Washington's liquor prices spiked after the state's voters decided to privatize their state liquor system but to keep all state taxes and fees in place.
"Sales along the border there are up probably 20 to 30 percent," says Idaho liquor division Director Jeff Anderson. "With the addition of the Stateline store, combined Post Falls/Stateline is tracking about plus-70 percent."
At a recent Idaho legislative hearing, Rep. George Eskridge, R-Dover, asked Anderson, "As consumers in Washington get used to the convenience, I guess, of buying it out of the store, even though it's got a higher price, my question is: Will we continue having the same advantage?
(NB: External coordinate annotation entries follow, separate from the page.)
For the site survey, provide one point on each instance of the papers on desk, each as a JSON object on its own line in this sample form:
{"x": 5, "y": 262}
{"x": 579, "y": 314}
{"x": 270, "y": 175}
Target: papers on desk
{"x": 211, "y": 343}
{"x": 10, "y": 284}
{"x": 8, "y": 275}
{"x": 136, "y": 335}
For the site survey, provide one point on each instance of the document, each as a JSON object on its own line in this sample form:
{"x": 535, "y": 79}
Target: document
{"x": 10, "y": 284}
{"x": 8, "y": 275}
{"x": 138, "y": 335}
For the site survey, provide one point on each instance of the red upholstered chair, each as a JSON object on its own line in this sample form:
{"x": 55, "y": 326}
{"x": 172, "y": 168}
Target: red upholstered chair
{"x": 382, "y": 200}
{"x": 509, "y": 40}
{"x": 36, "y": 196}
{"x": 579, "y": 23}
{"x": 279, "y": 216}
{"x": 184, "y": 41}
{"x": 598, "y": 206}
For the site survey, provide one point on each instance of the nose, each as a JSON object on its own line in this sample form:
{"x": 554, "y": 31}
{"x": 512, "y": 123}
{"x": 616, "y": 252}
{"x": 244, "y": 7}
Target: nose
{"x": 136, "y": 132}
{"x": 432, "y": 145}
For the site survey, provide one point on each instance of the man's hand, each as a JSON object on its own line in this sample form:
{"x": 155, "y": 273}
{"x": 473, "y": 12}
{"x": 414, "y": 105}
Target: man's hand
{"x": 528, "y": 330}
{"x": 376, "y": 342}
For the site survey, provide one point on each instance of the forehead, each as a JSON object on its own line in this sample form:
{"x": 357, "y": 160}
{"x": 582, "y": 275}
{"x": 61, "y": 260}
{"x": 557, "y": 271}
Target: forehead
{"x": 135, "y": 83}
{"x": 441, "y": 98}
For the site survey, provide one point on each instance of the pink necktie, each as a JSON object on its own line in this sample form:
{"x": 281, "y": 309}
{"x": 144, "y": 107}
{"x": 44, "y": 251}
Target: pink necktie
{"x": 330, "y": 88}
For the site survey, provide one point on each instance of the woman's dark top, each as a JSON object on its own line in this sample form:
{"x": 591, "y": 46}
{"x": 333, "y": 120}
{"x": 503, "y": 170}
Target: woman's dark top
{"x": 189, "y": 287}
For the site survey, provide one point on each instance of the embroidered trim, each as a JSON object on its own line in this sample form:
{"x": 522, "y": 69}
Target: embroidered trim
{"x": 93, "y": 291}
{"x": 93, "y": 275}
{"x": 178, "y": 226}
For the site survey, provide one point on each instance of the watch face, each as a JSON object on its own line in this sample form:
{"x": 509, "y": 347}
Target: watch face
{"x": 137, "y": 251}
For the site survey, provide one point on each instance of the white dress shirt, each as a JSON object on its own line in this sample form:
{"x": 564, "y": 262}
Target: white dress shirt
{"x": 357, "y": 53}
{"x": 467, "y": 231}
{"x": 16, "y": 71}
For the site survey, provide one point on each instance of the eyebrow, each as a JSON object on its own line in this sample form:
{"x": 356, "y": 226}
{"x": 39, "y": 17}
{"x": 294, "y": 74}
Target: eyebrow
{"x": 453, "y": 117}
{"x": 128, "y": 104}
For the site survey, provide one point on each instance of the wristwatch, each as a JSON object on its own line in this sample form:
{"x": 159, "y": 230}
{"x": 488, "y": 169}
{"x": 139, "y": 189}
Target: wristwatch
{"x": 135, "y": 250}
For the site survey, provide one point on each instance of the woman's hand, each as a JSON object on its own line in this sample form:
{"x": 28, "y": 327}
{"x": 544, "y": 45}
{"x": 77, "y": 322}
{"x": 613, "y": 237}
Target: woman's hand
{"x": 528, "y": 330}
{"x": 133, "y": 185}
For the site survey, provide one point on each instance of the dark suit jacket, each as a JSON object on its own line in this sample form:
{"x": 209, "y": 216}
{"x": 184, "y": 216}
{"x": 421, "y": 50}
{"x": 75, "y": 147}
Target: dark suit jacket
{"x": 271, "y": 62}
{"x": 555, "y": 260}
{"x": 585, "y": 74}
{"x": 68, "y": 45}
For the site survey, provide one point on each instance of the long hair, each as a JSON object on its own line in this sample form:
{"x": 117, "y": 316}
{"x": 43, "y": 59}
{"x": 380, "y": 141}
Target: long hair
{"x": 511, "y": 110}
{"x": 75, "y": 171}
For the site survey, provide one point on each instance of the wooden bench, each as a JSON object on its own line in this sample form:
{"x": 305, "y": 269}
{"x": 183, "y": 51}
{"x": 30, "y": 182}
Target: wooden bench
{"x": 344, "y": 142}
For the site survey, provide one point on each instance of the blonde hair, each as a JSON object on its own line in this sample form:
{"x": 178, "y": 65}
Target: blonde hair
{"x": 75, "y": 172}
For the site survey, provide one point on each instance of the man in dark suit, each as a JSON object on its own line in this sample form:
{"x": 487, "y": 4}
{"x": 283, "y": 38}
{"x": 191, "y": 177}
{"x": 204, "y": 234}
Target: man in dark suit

Or will the Washington consumers adapt to their prices and elect to stay home?"
"It's difficult to predict," Anderson responded.
He said, "There are moves in the Washington Legislature, on the part of Costco and others, to try and repeal portions of how that whole system was implemented. But for the time being, we anticipate to continue to have additional business."
High-priced liquors are motivating much of the cross-border traffic. As an example, Anderson cites the "super premium" Patron tequila.
"It sells for around $50," he says. "In Idaho, out the door, that's about $53. Pre-1183 (the Washington initiative), Washington state might have been maybe $56. ... Now, that same product in Washington can sell for as much as $75 to $80."
"We've got something good going here," Eskridge says. "We've got cheaper liquor prices, cheaper gas prices, cheaper tobacco prices. We need to keep on that trend, and maybe we'll continue improving our revenue situation in relation to Washington state. Their mistake is our gain."